Région IDF – Budget 2015 : un budget à contresens des priorités des Franciliens pour Valérie Pécresse

Pour son dernier budget, la majorité PS-EELV-PCF présidée par Jean-Paul Huchon ignore une nouvelle fois les priorités des Franciliens et persiste et signe dans le dérapage continu des dépenses de fonctionnement, plongeant ainsi un peu plus la Région dans la dette.

Alors que les recettes de la Région sont cette année encore en augmentation de 78 M€, malgré la baisse des dotations de l’Etat, Jean-Paul Huchon a de nouveau, pour ce dernier budget, sacrifié les Franciliens sur l’autel de la mauvaise gestion.

Quand Jean-Paul Huchon devait trouver dans ce budget 300 M€ pour financer sa promesse électoraliste de Passe Navigo à tarif unique, il n’est pas parvenu pour la 17ème année consécutive à réaliser la moindre économie.
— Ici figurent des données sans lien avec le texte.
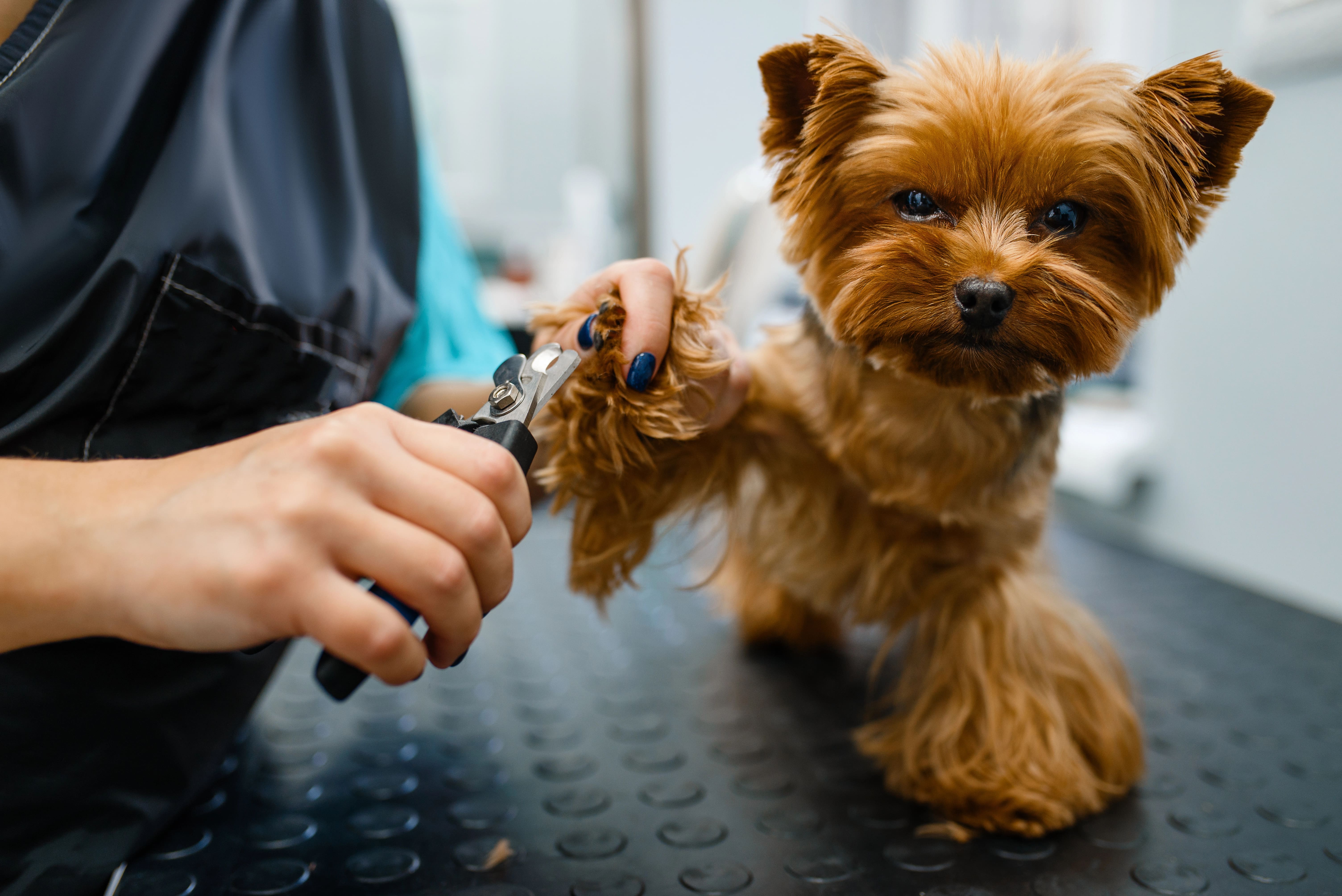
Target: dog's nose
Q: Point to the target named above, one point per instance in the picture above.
(983, 304)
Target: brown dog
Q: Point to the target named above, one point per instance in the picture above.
(973, 234)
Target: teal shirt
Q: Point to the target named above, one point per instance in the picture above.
(449, 337)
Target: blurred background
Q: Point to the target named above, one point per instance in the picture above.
(571, 133)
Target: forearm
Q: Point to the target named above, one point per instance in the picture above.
(48, 557)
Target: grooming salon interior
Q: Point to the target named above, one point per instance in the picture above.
(637, 745)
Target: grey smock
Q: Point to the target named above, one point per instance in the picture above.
(209, 226)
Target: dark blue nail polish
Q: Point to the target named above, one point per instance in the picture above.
(586, 332)
(641, 371)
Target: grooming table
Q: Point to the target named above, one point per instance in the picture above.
(650, 754)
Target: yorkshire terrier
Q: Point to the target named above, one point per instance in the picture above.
(973, 234)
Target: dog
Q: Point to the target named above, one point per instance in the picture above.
(973, 234)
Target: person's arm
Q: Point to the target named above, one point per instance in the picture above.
(265, 537)
(13, 13)
(431, 398)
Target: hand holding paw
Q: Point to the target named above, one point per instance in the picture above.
(643, 306)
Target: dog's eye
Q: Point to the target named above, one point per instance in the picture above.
(1066, 218)
(916, 206)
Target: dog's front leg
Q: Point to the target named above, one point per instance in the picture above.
(1013, 713)
(627, 459)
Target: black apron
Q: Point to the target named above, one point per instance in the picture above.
(209, 226)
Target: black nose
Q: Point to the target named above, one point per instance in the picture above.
(983, 304)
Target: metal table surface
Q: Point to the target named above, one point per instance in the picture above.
(650, 754)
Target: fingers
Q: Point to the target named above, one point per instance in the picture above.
(646, 289)
(362, 630)
(480, 463)
(458, 514)
(422, 571)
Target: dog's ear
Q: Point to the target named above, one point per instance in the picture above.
(1198, 117)
(818, 92)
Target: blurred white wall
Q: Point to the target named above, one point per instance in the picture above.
(1243, 368)
(515, 96)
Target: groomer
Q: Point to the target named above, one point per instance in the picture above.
(210, 251)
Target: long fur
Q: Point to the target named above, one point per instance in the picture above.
(888, 466)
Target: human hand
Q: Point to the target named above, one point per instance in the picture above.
(262, 538)
(646, 289)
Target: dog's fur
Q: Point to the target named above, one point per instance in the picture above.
(889, 466)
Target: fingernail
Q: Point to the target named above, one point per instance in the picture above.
(641, 371)
(586, 332)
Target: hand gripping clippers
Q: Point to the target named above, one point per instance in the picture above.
(521, 387)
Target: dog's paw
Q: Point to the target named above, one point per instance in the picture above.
(626, 458)
(1013, 714)
(599, 427)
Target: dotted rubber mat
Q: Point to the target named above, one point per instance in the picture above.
(650, 754)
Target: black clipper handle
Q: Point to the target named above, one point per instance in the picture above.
(339, 678)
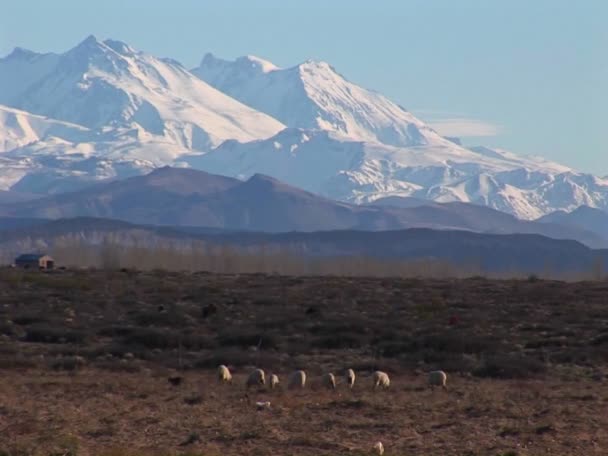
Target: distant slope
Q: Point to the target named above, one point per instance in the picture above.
(186, 197)
(588, 218)
(475, 251)
(313, 95)
(98, 84)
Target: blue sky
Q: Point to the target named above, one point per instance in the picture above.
(530, 76)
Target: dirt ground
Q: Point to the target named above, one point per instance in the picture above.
(86, 358)
(96, 413)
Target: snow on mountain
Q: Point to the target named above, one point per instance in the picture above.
(104, 111)
(336, 167)
(98, 84)
(313, 95)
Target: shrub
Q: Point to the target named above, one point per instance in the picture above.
(509, 367)
(50, 335)
(248, 339)
(339, 340)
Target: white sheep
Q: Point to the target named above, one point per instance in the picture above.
(438, 378)
(274, 381)
(381, 380)
(350, 378)
(329, 381)
(223, 374)
(378, 448)
(263, 405)
(257, 377)
(297, 380)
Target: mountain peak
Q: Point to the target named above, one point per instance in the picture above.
(21, 53)
(119, 46)
(257, 63)
(246, 63)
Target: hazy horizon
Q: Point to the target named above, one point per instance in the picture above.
(529, 78)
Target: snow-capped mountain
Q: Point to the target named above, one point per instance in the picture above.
(103, 110)
(313, 95)
(330, 165)
(99, 84)
(19, 128)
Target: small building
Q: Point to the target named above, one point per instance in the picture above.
(34, 261)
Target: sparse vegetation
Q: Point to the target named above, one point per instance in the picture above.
(523, 358)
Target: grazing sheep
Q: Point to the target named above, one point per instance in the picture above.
(438, 378)
(257, 377)
(329, 381)
(378, 448)
(381, 380)
(175, 380)
(350, 378)
(263, 405)
(274, 381)
(223, 374)
(297, 380)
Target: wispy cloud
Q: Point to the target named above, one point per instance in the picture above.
(463, 127)
(458, 124)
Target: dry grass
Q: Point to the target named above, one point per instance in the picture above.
(527, 364)
(95, 413)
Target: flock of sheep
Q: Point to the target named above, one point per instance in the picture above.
(297, 380)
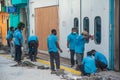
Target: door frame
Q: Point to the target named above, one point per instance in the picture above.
(117, 36)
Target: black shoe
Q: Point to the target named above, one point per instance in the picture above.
(72, 66)
(53, 72)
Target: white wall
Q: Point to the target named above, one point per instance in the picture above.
(68, 10)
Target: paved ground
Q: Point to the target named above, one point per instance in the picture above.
(26, 73)
(23, 73)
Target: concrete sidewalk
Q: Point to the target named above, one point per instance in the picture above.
(65, 64)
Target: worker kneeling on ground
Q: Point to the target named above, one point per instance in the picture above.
(101, 61)
(88, 66)
(33, 45)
Avec un emprunt record, s’élevant à 855 M€, ce budget place définitivement la Région dans une situation financière périlleuse, aggravée par la mise en place de la tarification unique à dans les transports, qui ne lui permettra plus de financer les investissements nécessaires à la modernisation des transports et les nouvelles lignes du Grand Paris.

C’est pourquoi Valérie Pécresse et les élus du Groupe Mouvement Populaire, Citoyens et Ecologistes Indépendants, n’ont pas voté ce budget irresponsable qui ignore les vraies priorités des Franciliens.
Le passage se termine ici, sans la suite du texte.